Piergiuseppe Calcagni
La scrittrice tedesca Irmgard Keun nasce a Berlino il 6 febbraio 1905, nel quartiere di Charlottenburg. Nel 1913 si trasferisce con la famiglia a Colonia, dove dopo il diploma inizia a lavorare come dattilografa mentre frequenta corsi di recitazione. A 24 anni decide di abbandonare la carriera di attrice per dedicarsi alla scrittura e, infatti, nel 1931 pubblica il suo primo romanzo, che si intitola Gilgi, una di noi. La protagonista si chiama Gisela Kron, ma si fa chiamare da tutti Gilgi. È una ragazza di vent’anni sempre molto impegnata fra il suo lavoro, i suoi amici Olga e Pit e la Berlitz School dove impara inglese, spagnolo e francese. Non a caso il romanzo inizia con la descrizione di una giornata tipo di Gilgi: si alza alle sei e mezza del mattino, fa gli esercizi in camera davanti alla finestra spalancata, dopo una doccia fredda di trenta secondi, si siede insieme alla famiglia per fare colazione solo con un caffè e del pane imburrato, fuma una sigaretta ed esce di casa per andare a lavorare. Gilgi ama il suo lavoro, ama impegnarsi e odia perdere tempo. Lavora come stenotipista per la Reuter & Weber, una ditta di calze e maglieria all’ingrosso. Già in questa prima fase l’autrice rivela quello che sarà uno dei temi fondamentali del romanzo. Infatti, il signor Reuter, titolare della ditta, vuole conversare con Gilgi che, nonostante la giovane età, dimostra di capire dopo pochissimi secondi quando un uomo è interessato a lei.

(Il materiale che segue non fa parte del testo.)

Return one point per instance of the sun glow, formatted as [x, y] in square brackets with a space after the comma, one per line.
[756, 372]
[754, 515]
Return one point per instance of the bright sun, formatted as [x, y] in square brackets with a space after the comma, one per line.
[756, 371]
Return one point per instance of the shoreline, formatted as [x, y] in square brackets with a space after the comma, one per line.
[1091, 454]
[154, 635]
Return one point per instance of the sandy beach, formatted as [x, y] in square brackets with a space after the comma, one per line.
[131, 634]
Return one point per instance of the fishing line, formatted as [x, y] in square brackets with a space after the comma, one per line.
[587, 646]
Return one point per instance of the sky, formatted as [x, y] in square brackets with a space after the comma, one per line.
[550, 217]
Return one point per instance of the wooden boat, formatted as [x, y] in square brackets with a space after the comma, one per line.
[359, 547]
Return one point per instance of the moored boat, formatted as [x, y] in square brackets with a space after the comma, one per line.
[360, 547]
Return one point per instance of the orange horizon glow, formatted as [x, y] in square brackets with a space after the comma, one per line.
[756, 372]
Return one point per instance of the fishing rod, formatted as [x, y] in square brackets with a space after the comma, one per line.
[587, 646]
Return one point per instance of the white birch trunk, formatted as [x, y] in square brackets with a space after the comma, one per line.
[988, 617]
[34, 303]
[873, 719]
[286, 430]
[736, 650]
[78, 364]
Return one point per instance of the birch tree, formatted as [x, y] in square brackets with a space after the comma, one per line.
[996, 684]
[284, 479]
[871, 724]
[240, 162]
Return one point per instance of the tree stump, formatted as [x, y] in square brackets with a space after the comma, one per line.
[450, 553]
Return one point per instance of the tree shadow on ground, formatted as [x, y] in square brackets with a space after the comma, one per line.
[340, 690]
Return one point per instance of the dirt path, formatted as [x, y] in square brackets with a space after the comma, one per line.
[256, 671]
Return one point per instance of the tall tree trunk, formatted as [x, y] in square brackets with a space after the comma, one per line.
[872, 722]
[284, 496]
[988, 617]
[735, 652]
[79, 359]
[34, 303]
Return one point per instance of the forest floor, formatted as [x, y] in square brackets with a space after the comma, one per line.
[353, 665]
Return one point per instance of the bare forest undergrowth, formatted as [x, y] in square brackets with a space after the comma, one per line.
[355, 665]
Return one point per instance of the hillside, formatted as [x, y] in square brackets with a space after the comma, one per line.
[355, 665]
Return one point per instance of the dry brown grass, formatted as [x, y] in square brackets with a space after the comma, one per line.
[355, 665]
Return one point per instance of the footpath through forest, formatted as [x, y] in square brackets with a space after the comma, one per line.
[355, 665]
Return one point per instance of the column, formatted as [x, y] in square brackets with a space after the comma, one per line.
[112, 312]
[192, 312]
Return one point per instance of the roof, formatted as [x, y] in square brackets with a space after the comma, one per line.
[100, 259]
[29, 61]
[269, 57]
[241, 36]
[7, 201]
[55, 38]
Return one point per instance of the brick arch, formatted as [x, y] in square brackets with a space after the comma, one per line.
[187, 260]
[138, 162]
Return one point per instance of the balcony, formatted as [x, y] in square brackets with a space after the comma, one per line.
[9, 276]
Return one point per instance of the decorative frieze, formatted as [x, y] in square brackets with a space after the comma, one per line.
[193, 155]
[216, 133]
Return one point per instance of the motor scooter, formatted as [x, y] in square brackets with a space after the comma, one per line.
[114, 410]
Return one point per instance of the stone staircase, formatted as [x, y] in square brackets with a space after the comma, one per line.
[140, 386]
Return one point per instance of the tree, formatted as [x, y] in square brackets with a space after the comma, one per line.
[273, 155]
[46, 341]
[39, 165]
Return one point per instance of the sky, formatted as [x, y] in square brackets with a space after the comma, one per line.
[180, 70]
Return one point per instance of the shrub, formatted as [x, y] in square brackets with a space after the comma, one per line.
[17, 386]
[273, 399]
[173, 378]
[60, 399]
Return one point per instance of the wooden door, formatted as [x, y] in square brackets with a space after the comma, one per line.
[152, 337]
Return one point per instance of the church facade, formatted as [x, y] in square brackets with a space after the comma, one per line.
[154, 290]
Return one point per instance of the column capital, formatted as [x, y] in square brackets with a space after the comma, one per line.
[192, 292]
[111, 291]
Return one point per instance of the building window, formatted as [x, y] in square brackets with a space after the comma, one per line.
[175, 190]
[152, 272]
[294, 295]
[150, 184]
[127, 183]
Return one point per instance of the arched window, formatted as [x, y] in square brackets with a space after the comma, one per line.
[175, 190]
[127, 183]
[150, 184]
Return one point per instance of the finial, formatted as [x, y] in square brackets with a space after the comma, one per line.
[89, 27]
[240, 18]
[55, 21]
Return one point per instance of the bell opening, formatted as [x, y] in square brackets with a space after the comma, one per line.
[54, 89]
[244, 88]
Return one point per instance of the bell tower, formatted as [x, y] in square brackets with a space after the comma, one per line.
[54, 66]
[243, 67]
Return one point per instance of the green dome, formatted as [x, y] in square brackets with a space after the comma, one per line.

“Gilgi non è nata ieri. Conosce gli uomini loro desideri, i sottintesi che si nascondono dietro un certo tono di voce, dietro loro sguardi i loro movimenti. Quando un uomo, un capo come il signor router parla con voce tremante, vuol dire che è innamorato, e se è innamorato vorrà qualcosa” (cap. I)
Gilgi solo per gentilezza accetta l’invito a pranzo del signor Reuter. L’autrice, come farà altre volte all’interno del romanzo, descrive con tanta ironia i modi di fare degli uomini quando tentano di corteggiare una donna.
“le mostra delle foto di sua moglie e di suo figlio col modo di fare tipico degli uomini sposati che, al di là di qualche lieve rimorso di coscienza, non vedono l’ora di essere infedeli.” (cap. I)
In un’altra occasione Gilgi, si trova una festa e inizia a parlare con un ragazzo in maschera.
“«E cos’è che fai nella vita?» «Vendo oli e grassi, ma adesso non pensare a questo, bimba. Fammi baciare la tua bella boccuccia.» «Se ti piace il rossetto te lo posso anche prestare …»” (cap. II)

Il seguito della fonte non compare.